境内に入ってみる。意外に人は居ませんでした。

奥に見えてるのは拝殿で、この奥に本殿があるんですが、ほとんど見えません。本殿の方は黒田長政時代の建築で重文なんですけどね。余談ですが、多くの観光案内どころか福岡市の公式ホームページ、さらには住吉神社自身のサイトの一部でも重文の本殿の紹介に、こちらの拝殿の写真が使われてますが完全に別物ですから要注意。本殿はもっと小さく、いかにも古式の神社、という建物です。



その横に連続鳥居空間が。外人さんが日本と聞いて思い浮かべる謎空間の代表的なものであり、当然、これは稲荷神社なわけです。住吉神社に稲荷さんが居るんか、と入ってみる事に。



神社自体はえらく質素なものでした。でもって興味深い点が二つ。まずは手前の「のぞき稲荷」。そして奥の稲荷神社の神さんが荒熊・白髭稲荷を名乗っている事。のぞき稲荷は次で見るとして、まず荒熊・白髭稲荷。荒熊稲荷は幕末期に唐津藩に入った小笠原家の守護神で、なぜそれが博多の街中にあるのか良く判らず。さらに白髭は当然、新羅の当て字ですから、住吉三神とは縁が深い名ではあります。実際琵琶湖岸から関東一帯など渡来人が入植した地域には多くの白髭神社が残っていますしね。

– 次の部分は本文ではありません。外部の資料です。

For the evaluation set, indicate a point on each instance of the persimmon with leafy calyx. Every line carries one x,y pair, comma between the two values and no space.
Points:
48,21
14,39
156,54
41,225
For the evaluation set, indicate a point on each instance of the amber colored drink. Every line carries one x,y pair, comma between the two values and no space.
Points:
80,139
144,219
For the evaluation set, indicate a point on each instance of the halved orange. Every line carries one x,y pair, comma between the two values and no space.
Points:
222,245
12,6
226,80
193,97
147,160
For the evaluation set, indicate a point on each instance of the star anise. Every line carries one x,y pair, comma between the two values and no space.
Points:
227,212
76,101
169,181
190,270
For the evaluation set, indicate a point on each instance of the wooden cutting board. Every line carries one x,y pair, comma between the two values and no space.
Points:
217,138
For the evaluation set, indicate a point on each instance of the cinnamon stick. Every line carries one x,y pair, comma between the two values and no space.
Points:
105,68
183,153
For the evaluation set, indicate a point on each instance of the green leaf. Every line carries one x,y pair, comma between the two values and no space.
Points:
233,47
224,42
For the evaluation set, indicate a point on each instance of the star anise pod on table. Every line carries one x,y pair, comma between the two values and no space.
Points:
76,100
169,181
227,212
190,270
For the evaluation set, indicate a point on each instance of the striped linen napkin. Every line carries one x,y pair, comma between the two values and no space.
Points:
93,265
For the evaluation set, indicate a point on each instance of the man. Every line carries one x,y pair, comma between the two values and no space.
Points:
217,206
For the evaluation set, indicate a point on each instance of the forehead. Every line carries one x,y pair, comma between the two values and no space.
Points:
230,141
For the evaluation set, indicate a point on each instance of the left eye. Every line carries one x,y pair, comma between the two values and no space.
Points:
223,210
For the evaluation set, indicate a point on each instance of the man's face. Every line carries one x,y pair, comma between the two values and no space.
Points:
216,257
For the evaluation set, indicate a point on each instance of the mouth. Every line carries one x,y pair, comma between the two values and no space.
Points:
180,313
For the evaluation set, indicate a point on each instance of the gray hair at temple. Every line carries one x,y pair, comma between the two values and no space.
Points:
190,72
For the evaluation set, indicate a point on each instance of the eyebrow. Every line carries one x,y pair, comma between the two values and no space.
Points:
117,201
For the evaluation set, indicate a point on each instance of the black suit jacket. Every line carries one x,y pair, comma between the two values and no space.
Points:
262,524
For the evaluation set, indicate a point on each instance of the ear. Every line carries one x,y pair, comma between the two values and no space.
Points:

ただし白髭神社は稲荷神社ではなく、猿田彦を祭るのが一般的なのです(天孫降臨の時、頼まれもしないのに道案内を買って出て出雲を素通りして高千穂に瓊瓊杵尊が降臨しちゃう一因となった神)。なんで稲荷神社が白髭なのか、これまた全く判りませぬ。この点、幕末に唐津藩に入った小笠原家はそもそも山梨の巨摩(こま)周辺の出身とされるので、おそらく渡来人の末裔(巨摩は高麗の当て字)で、この白髭神社も小笠一族が持ち込んだ可能性が高いと思われます。よって朝鮮半島に縁が深い博多だからではなく、恐らく小笠原家経由の白髭でしょう。ただしなんで博多に、というのは謎のまま。

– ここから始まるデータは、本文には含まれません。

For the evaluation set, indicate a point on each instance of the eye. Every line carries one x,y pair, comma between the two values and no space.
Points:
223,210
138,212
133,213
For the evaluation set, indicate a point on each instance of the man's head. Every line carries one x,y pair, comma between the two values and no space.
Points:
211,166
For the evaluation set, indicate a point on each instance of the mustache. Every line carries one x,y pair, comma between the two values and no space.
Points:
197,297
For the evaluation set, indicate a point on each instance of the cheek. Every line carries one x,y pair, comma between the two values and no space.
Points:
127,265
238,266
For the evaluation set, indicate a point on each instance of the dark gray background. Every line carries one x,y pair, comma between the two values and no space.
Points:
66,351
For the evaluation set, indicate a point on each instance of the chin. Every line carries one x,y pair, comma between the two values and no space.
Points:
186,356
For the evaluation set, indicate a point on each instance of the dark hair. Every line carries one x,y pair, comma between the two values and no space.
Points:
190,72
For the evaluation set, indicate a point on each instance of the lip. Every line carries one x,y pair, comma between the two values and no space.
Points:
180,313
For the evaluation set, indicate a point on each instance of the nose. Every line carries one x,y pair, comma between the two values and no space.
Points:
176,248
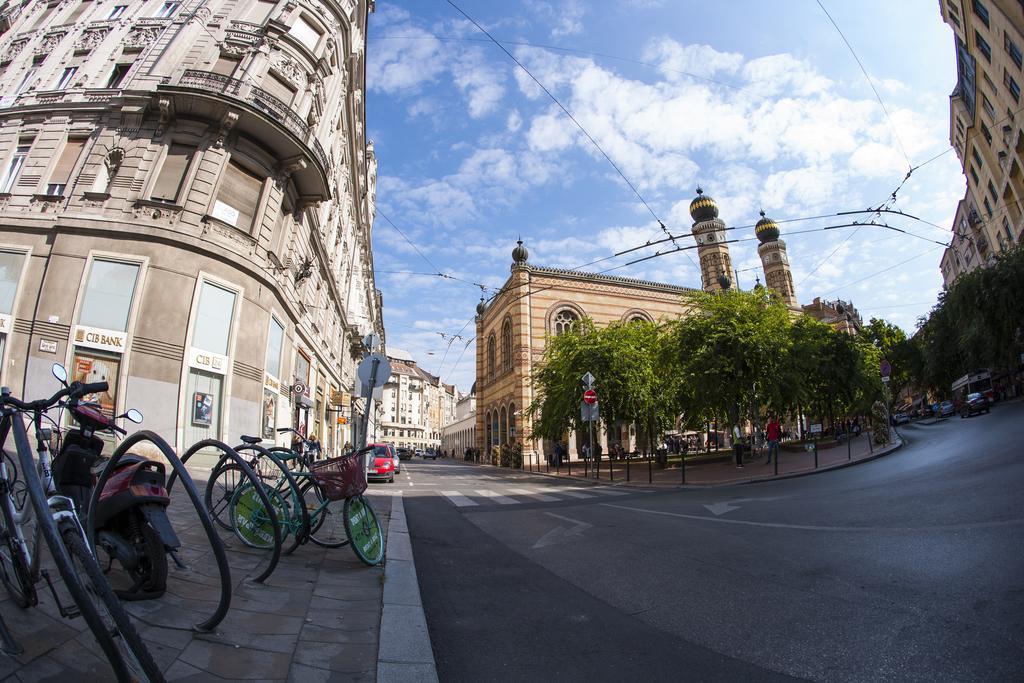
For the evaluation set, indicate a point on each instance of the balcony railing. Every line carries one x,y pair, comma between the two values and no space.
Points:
260,99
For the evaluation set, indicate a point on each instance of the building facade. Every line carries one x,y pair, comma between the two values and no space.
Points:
985,117
186,199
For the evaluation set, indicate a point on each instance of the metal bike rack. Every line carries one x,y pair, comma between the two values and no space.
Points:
178,470
232,455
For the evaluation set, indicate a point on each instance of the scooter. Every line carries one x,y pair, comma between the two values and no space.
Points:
130,521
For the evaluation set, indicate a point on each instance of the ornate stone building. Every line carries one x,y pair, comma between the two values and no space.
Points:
985,130
186,198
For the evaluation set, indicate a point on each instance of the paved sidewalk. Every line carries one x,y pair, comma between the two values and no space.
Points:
317,617
720,470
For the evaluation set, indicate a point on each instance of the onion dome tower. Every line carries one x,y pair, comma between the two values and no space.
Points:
709,230
775,261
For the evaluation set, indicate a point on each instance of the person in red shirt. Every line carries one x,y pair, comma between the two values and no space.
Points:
774,431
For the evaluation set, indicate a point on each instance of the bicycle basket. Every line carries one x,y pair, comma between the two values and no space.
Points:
340,477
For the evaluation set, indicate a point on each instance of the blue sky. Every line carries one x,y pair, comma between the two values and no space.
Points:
761,103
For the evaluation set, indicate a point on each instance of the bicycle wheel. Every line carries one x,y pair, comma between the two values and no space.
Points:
219,489
327,522
131,649
14,573
251,520
364,530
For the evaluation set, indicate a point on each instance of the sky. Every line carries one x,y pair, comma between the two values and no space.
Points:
762,104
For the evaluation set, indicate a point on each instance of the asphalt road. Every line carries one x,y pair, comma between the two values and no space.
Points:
908,567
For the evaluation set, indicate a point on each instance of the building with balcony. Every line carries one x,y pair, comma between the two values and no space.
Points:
186,199
985,118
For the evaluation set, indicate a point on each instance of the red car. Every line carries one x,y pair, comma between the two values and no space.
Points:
381,465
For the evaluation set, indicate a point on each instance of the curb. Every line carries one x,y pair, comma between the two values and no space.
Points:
718,484
403,650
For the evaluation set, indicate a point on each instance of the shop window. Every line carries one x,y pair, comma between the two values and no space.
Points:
305,33
274,342
238,197
109,294
172,173
66,164
213,318
14,168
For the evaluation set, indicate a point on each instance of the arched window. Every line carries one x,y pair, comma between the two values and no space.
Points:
507,344
564,319
491,356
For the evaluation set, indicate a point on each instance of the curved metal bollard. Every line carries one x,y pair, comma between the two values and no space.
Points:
211,534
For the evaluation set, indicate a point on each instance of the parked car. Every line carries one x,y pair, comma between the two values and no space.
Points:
975,402
381,464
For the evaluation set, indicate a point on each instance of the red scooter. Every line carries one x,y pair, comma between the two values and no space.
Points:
130,521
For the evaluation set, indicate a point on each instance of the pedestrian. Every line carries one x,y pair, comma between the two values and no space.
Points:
774,432
737,446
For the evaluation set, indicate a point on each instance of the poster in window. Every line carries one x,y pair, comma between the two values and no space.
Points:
269,413
89,368
202,409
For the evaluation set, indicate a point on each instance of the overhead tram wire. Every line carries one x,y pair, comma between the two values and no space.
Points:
870,83
590,137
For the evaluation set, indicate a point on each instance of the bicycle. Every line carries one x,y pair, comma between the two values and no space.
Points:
57,523
338,513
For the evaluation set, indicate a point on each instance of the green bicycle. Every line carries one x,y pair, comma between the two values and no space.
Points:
334,511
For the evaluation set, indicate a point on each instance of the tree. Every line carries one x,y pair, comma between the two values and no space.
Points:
728,351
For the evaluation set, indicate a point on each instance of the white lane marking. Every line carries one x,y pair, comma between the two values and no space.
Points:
458,499
534,495
571,493
815,527
609,492
497,498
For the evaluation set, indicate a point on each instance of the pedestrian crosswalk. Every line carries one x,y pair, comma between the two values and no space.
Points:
527,495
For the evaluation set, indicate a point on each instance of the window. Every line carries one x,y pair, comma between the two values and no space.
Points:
78,11
279,89
491,355
167,9
238,198
172,173
10,274
507,344
109,294
118,75
983,46
981,11
61,173
1015,89
213,318
305,33
66,78
13,168
225,65
1013,50
564,321
274,341
260,10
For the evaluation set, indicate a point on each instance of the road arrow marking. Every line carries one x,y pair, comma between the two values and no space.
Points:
559,535
719,509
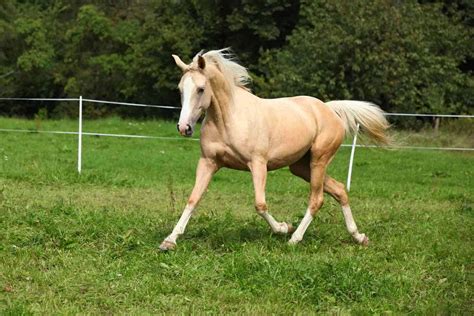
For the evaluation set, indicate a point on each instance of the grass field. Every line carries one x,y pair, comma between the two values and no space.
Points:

その横の、のぞき稲荷は中心の穴の奥にご神体の鑑が飾られています。でもってこれ、どうみても古墳の石室じゃないかしらん。周囲の盛り土が流れ出ちゃった状態。もともとここにあったのか、どっかから持って来たのか判りませんが…。

余談ですが筆者が卒業した中学は丘の上にあったんですが、そこにあった古墳を粉砕して建設され、さらに出て来た石室やら石棺やらを分解して池の橋と装飾に使う、という豪快な学び舎でした。当時はそんなものか、と思ってたんですが今から思うと無茶苦茶な教育施設だよなあ。ついでに中世の城跡でもあったらしいのですが、これも完全に粉砕されてました。

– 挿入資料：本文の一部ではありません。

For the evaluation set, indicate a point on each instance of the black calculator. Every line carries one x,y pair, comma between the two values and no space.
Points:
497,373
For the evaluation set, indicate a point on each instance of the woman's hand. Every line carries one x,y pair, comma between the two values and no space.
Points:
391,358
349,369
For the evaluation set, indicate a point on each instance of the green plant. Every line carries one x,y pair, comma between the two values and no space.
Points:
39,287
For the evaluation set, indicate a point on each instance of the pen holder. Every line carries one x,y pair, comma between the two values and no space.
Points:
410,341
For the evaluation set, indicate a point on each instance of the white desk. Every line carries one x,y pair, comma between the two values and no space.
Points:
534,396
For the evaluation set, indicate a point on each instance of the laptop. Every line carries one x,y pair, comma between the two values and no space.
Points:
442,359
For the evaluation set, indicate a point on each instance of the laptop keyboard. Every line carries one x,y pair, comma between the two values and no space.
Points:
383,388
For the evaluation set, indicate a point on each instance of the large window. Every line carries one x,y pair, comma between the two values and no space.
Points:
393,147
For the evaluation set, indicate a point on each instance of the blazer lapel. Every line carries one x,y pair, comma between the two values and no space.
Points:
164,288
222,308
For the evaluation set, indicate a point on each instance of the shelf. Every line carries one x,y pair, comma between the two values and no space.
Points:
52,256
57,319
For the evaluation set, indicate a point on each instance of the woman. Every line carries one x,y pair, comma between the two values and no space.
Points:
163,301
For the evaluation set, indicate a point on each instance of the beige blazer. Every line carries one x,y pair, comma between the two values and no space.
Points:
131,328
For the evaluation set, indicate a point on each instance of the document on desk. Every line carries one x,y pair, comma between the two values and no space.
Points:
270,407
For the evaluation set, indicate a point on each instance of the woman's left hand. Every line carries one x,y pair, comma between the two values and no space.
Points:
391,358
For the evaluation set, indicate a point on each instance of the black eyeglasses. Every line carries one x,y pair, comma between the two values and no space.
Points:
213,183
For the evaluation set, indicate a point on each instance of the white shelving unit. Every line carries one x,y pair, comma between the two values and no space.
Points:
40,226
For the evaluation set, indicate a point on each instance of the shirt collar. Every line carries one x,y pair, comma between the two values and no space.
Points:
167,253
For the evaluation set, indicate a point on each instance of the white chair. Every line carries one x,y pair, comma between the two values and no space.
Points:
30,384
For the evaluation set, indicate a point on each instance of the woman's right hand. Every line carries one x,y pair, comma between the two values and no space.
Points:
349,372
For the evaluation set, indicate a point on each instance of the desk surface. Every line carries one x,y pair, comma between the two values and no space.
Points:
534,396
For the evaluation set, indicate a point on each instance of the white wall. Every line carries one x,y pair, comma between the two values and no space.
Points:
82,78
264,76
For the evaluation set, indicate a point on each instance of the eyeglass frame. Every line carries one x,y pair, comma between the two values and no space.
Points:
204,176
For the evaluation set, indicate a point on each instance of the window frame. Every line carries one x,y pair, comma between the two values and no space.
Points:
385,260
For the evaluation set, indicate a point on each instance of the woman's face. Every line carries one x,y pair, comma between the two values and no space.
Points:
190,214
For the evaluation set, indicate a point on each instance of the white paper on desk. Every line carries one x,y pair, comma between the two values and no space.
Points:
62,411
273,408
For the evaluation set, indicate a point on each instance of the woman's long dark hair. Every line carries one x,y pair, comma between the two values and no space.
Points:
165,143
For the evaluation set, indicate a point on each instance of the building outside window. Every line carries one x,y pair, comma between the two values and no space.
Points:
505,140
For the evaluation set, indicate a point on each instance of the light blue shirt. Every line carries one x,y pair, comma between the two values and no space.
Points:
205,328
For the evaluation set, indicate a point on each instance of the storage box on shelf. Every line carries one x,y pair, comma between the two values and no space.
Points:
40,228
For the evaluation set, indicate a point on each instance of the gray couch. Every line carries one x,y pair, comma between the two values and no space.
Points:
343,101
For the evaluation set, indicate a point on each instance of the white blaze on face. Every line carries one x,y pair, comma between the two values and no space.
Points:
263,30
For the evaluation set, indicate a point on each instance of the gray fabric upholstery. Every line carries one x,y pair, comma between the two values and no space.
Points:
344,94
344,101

ちなみに穴の中に稲荷神社を埋める、というのは東京に多く見られるもので、かつての羽田の穴稲荷、そして上野公園横、花園稲荷の境内にある崖の中の神社(厳密には花園稲荷とは別の忍岡稲荷)、そして根津神社の境内にある乙女稲荷神社などがご神体を穴の中に埋め込んでいます。ただし東京のは崖の横に穴を開けて利用したものですが。いずれによせこういった稲荷神社、東京以外では初めて見ました。



ではホテルに向かうため、裏手に抜ける道を進みまする。